The scene presented might easily be dismissed as put on for the tourist, if it hadn’t been happening here for so many centuries, if the smoke from the barbecued meat weren’t mingling with the smell of the sewers, if the snake charmers weren’t competing with trained monkeys on chains and if the stories told weren’t told in Berber or Arab to a local audience – other Berbers up from the desert or city people out for the night. The Jemaa el Fna is as unnerving as it is alluring, never feeling fully safe and never wholly threatening.
The methods and madnesses of the square seem to bleed out through the narrow arteries that snake off from it in every direction, the squeezing souks that pump the tourist round the medina in circular flows of sensory overload, spices and fabrics, silk and leather slippers, metalwork and carpentry and strange medicines for the believer in magic. This is the Marrakech they come to see and you can see why it’s called the Red City. Although the colour is still in use for rendering buildings in the new town, nowhere is it as ubiquitous as here in the medina.
At night, with the added tint of the streetlamps, the alleys turn from the sun-bleached pinks and blushing terracottas of the day to a deep, blood red. It looks like everything is crumbling beneath a layer of rust – as if time itself was oxidising the place, testing the city’s mettle. You’d have to wonder – looking at the shabby, fraying edges of absolutely everything – how long it can all last, but then it seems to have done alright so far: a messy but magnificent mix of high and low, rich and poor, emergent Africa and French colonialism, aversion and seduction.
And at the centre of it all, the minaret. Seen peeping over the palms from the rooftop of a bar on the Place des Ferblantiers, the city around it seems positively sedate. I wish the Italian family that just sat down at the next table were as sedate. They chatter away loudly as the muezzin calls again. The Koutoubia guy sounds less martial than his colleague north of the square in the Ben Youssef mosque – there’s a tremulous vibrato to his voice as it rises through the musical scale that makes K giggle.
We groaned inwardly as we came upstairs because there’s a keyboard set up down there and we’re expecting another gruesome musical experience once the callers of the city are done.
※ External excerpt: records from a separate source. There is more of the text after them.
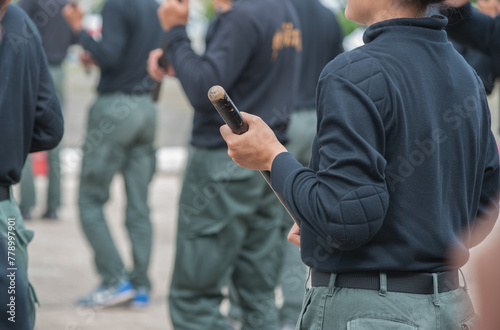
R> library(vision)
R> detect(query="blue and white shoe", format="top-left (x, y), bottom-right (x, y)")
top-left (77, 280), bottom-right (135, 308)
top-left (131, 288), bottom-right (150, 308)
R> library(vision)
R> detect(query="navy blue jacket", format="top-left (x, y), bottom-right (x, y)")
top-left (0, 5), bottom-right (64, 186)
top-left (271, 16), bottom-right (500, 272)
top-left (19, 0), bottom-right (77, 65)
top-left (79, 0), bottom-right (163, 94)
top-left (166, 0), bottom-right (302, 148)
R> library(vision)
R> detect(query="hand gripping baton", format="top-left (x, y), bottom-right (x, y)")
top-left (208, 86), bottom-right (300, 226)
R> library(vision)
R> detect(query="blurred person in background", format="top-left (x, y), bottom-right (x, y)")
top-left (274, 0), bottom-right (344, 330)
top-left (148, 0), bottom-right (302, 330)
top-left (447, 0), bottom-right (500, 95)
top-left (19, 0), bottom-right (76, 220)
top-left (477, 0), bottom-right (500, 17)
top-left (63, 0), bottom-right (162, 307)
top-left (221, 0), bottom-right (500, 330)
top-left (0, 0), bottom-right (64, 330)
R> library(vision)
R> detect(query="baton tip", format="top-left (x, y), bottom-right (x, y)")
top-left (208, 85), bottom-right (226, 102)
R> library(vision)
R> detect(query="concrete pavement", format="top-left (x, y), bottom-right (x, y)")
top-left (12, 63), bottom-right (500, 330)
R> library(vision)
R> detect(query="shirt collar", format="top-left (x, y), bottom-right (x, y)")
top-left (363, 15), bottom-right (448, 44)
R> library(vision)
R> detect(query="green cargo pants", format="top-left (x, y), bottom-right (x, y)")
top-left (19, 65), bottom-right (64, 209)
top-left (0, 189), bottom-right (38, 329)
top-left (78, 93), bottom-right (156, 289)
top-left (296, 274), bottom-right (478, 330)
top-left (168, 148), bottom-right (283, 330)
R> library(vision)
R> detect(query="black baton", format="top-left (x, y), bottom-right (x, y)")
top-left (208, 86), bottom-right (300, 226)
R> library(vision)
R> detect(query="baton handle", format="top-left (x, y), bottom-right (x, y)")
top-left (208, 85), bottom-right (300, 227)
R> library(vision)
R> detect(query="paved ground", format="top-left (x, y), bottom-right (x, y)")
top-left (11, 64), bottom-right (499, 330)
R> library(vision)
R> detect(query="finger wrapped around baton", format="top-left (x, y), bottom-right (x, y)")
top-left (208, 85), bottom-right (300, 226)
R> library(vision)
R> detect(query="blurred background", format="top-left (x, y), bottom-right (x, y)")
top-left (6, 0), bottom-right (499, 330)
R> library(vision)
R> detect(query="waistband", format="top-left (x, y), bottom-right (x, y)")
top-left (311, 269), bottom-right (459, 294)
top-left (0, 186), bottom-right (10, 202)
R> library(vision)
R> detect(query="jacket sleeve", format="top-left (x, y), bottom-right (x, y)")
top-left (166, 13), bottom-right (257, 109)
top-left (271, 56), bottom-right (389, 250)
top-left (469, 132), bottom-right (500, 247)
top-left (30, 52), bottom-right (64, 152)
top-left (446, 3), bottom-right (500, 56)
top-left (78, 0), bottom-right (129, 70)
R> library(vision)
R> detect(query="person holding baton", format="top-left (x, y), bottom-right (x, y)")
top-left (220, 0), bottom-right (500, 330)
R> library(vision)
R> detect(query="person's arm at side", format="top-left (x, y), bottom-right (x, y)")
top-left (158, 0), bottom-right (257, 109)
top-left (30, 44), bottom-right (64, 152)
top-left (63, 0), bottom-right (128, 69)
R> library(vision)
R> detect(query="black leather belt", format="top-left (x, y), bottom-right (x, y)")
top-left (311, 269), bottom-right (459, 294)
top-left (0, 186), bottom-right (10, 202)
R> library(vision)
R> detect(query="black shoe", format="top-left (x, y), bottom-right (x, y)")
top-left (21, 208), bottom-right (31, 220)
top-left (42, 208), bottom-right (59, 220)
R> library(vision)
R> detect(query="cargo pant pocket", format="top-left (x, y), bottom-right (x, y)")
top-left (460, 314), bottom-right (480, 330)
top-left (347, 317), bottom-right (418, 330)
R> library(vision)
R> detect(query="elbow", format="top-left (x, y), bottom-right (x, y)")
top-left (318, 186), bottom-right (389, 251)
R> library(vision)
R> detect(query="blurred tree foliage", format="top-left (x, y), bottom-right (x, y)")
top-left (335, 8), bottom-right (359, 36)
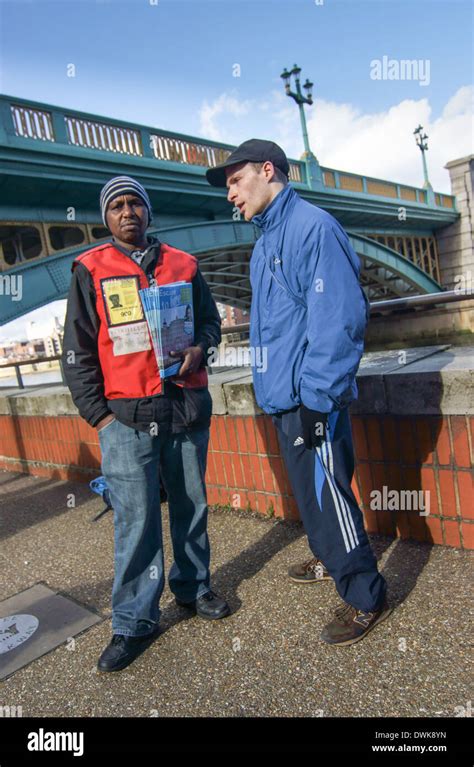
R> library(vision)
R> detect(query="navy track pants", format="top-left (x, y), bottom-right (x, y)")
top-left (272, 408), bottom-right (387, 612)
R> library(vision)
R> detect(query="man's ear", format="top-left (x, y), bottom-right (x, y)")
top-left (263, 160), bottom-right (277, 181)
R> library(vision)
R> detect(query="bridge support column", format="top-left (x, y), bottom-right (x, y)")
top-left (436, 155), bottom-right (474, 292)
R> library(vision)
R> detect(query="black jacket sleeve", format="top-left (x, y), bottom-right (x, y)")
top-left (192, 269), bottom-right (221, 365)
top-left (61, 263), bottom-right (111, 426)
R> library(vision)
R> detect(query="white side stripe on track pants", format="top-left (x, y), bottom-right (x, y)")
top-left (316, 435), bottom-right (359, 553)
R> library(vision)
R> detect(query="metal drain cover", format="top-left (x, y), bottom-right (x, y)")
top-left (0, 583), bottom-right (104, 679)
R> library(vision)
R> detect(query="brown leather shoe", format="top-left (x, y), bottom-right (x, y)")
top-left (288, 557), bottom-right (331, 583)
top-left (321, 602), bottom-right (393, 647)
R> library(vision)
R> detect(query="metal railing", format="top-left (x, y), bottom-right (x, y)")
top-left (221, 290), bottom-right (474, 335)
top-left (0, 96), bottom-right (456, 211)
top-left (0, 290), bottom-right (474, 389)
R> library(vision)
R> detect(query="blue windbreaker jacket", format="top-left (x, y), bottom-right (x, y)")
top-left (250, 185), bottom-right (369, 413)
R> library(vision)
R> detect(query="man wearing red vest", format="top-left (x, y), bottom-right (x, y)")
top-left (62, 176), bottom-right (230, 671)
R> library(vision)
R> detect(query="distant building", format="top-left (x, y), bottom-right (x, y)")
top-left (217, 303), bottom-right (250, 327)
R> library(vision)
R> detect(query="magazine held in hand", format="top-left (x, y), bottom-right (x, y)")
top-left (138, 282), bottom-right (194, 378)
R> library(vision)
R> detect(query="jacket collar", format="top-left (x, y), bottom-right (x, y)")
top-left (252, 184), bottom-right (298, 232)
top-left (112, 235), bottom-right (161, 258)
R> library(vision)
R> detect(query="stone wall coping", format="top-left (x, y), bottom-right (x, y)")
top-left (0, 345), bottom-right (474, 416)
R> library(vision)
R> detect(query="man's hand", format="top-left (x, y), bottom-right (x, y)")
top-left (95, 413), bottom-right (115, 431)
top-left (170, 346), bottom-right (204, 376)
top-left (300, 405), bottom-right (328, 450)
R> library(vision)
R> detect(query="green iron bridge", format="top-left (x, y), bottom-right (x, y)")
top-left (0, 96), bottom-right (458, 324)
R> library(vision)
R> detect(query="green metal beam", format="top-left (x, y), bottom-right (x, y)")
top-left (0, 221), bottom-right (441, 325)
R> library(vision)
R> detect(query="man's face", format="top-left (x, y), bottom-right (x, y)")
top-left (225, 162), bottom-right (273, 221)
top-left (106, 194), bottom-right (148, 245)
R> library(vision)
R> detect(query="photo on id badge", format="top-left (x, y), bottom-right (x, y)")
top-left (100, 275), bottom-right (151, 357)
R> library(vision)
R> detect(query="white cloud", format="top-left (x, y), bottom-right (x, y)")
top-left (200, 86), bottom-right (474, 193)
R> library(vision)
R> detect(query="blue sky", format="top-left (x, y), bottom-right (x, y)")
top-left (0, 0), bottom-right (472, 134)
top-left (0, 0), bottom-right (473, 338)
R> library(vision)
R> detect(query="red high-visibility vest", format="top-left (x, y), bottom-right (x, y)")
top-left (72, 243), bottom-right (208, 399)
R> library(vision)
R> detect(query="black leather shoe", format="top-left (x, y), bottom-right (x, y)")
top-left (97, 629), bottom-right (160, 671)
top-left (176, 591), bottom-right (230, 621)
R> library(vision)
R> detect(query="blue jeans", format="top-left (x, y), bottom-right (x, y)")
top-left (98, 420), bottom-right (210, 636)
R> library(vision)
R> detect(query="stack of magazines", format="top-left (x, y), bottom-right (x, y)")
top-left (138, 282), bottom-right (194, 378)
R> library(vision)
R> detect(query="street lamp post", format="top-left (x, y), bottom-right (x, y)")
top-left (280, 64), bottom-right (323, 189)
top-left (413, 125), bottom-right (433, 189)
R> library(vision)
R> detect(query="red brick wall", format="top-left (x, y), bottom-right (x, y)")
top-left (0, 415), bottom-right (474, 549)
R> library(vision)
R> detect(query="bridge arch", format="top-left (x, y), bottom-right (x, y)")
top-left (0, 220), bottom-right (441, 325)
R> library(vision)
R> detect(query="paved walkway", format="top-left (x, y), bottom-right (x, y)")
top-left (0, 472), bottom-right (472, 717)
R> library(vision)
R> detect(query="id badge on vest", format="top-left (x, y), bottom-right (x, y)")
top-left (100, 275), bottom-right (151, 357)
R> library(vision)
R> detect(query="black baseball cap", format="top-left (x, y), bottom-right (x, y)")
top-left (206, 138), bottom-right (290, 186)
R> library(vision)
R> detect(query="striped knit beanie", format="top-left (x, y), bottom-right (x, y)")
top-left (100, 176), bottom-right (152, 226)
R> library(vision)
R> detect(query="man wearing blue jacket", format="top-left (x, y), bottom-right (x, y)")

Even the Italians, though, shut up when this guy gets going. He proceeds to blow us all away with a powerful, smoky, motown voice – the equal of any big name you might think of. The best I’ve ever heard live anyway. It’s a total shock and gets us excited again – we’d been fading a little after a long day.
As we leave I pass him by and offer my own applause; he looks Moroccan but I wouldn’t be surprised if few of his countrymen – busy in the market streets of the Kasbah behind the old walls outside, buying and selling bananas, kitchen sinks, oranges, mobile phones and magic wooden masks – ever hear him sing.